There are different ways to study conversation.  One way is to chart the topics covered.  Another way is to trace participant participation.  Even a third way is to notice differences in same sex/cross sex exchanges.  Other ways exist, but these three were the initial entrances into the field and, thus, the most explored.

One of my favorite ways for analyzing conversation is to notice the rules or etiquette regarding turn-taking in conversation.  This approach has a number of studies written about it, but there are different combinations of ways to study this behavior, so the studies don't address all the possibilities.  First, a person needs to know that conversation is built to communicate information.  The person can either give it or ask for it, but information is exchanged.  If the information is of interest to both parties, a topic or line of reasoning is followed to exchange the information both parties want to have.  If the topic is not of interest to both, the imbalance causes a distortion to the ideas of turn-taking.

It's a little like the body.  Its different parts work in harmony, but when one part doesn't function according to the rules of balance, disease breaks out and discomfort or pain are generally caused.  Some people know when a topic is of interest or not to others and observe a jumping technique, that is, they jump to another topic that might interest both parties.  Some people, on the other hand, don't seem to know or at least find a reason to ignore the signs of disinterest shown by the listener.


Yesterday, was one of those occasions that I try to avoid - a person who couldn't discern my limited interest in a topic of great interest to him.  The minutes engaged in that conversation were miserable.  At the first available opportunity, I extracted myself from the conversation.

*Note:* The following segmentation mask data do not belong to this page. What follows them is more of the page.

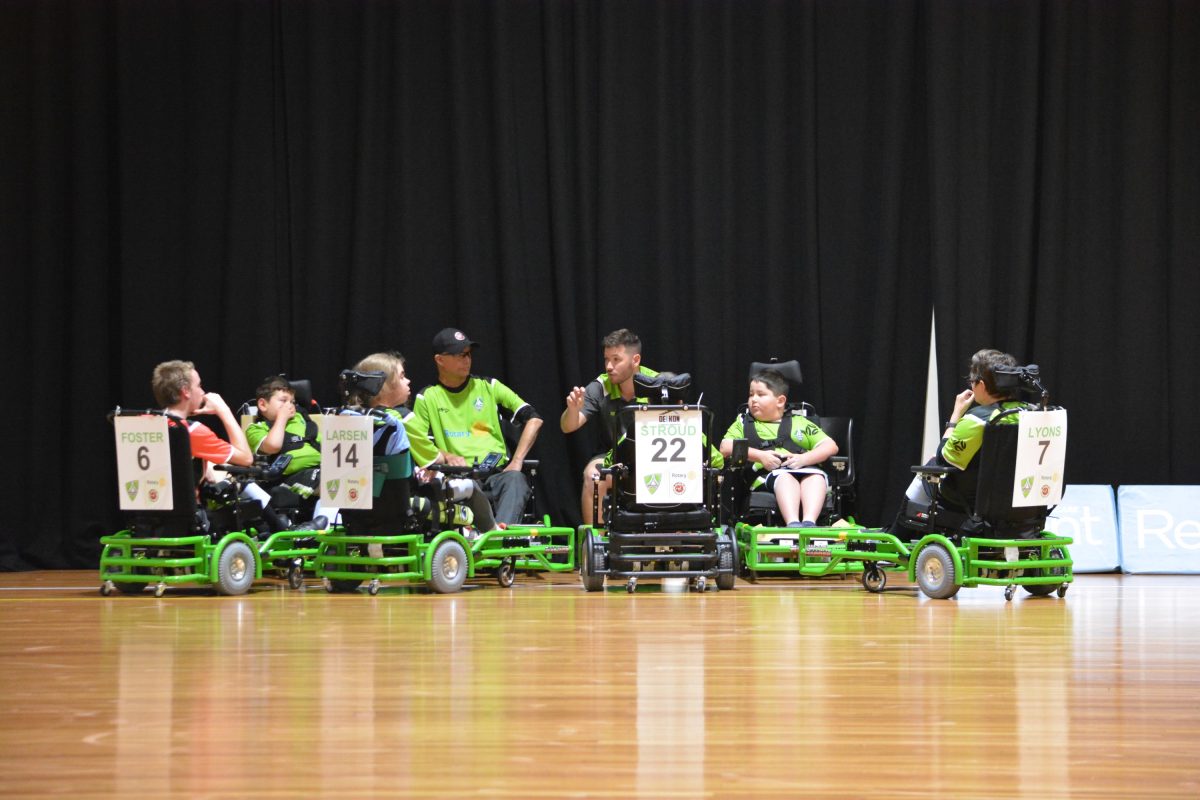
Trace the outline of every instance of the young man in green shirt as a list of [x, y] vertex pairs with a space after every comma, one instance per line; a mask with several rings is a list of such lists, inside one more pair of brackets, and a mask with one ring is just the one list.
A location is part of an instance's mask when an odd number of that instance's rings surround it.
[[[445, 328], [433, 337], [438, 381], [417, 394], [409, 436], [430, 438], [439, 457], [452, 466], [477, 464], [489, 455], [498, 457], [499, 471], [483, 481], [483, 488], [496, 521], [515, 524], [521, 521], [529, 499], [529, 481], [521, 467], [537, 440], [542, 418], [500, 381], [471, 374], [476, 347], [478, 344], [457, 328]], [[500, 428], [501, 409], [521, 428], [511, 457]], [[430, 463], [432, 460], [419, 461], [418, 466]]]

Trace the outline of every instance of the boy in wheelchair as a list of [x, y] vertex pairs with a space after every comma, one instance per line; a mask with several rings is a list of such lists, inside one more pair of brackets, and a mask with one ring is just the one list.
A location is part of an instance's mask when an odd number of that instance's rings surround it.
[[267, 378], [254, 395], [258, 421], [246, 428], [246, 440], [259, 460], [283, 462], [278, 481], [259, 496], [263, 516], [274, 531], [324, 528], [328, 520], [315, 515], [321, 487], [317, 424], [297, 407], [296, 389], [282, 375]]
[[[984, 349], [971, 357], [968, 388], [954, 398], [937, 452], [917, 473], [901, 504], [891, 532], [904, 539], [918, 538], [931, 527], [949, 533], [981, 535], [977, 519], [980, 459], [976, 456], [989, 427], [1015, 425], [1017, 411], [1031, 408], [1019, 399], [1019, 385], [1008, 379], [1020, 369], [1016, 358], [999, 350]], [[1006, 413], [1007, 412], [1007, 413]], [[936, 484], [929, 476], [934, 476]], [[990, 483], [989, 481], [984, 481]], [[1008, 492], [1011, 486], [1000, 486]], [[1026, 536], [1041, 531], [1040, 520], [1030, 520]], [[1037, 530], [1034, 530], [1036, 528]]]
[[789, 409], [787, 393], [788, 381], [778, 370], [755, 372], [747, 410], [725, 431], [721, 454], [730, 458], [734, 440], [745, 439], [750, 489], [774, 495], [785, 527], [813, 527], [829, 486], [818, 465], [837, 455], [838, 446], [818, 425]]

It seems that on some occasions, the age and maturity of the person in the conversation determines the ability to judge the interest of the other person, but sometimes that is not the case at all.  I would love to look at the conversations of about 100,000 people in various groupings and publish the study.  But, that violates a point of etiquette when conducting conversations.  Conversations are expected to be fully spontaneous and etiquette is negotiated by the parties enjoined.  In research, an observer makes the conversation less spontaneous making the participants wary of just what rules the observer might be "judging" their conversation by.  The participants would change their conversational topics, line of reasoning, or words used in the presence of a third party.


An extremely adverse reaction happened about two months ago when Facebook admitted to letting researchers evaluate the written conversations of some of its customers.  The move violated the privacy of people.  Although spoken conversation behavior is somewhat different from written "conversation" on Facebook, the principle of spontaneity being judged or evaluated by a third party was violated.  The backlash from Facebook customers complaining loudly shows the influence if knowledge of a third party is in the mix of a conversation.  This is known as the Observer's Paradox, and it is very difficult to avoid.

In the meantime, I'll stick with what the existing literature reveals about the idea of conversational etiquette.  This means I'll avoid the people who have a talkative record.  And, I'll keep observing the trademarks and indicators of why  people don't always know when turn-taking has ceased and one-sided monologs have kicked in.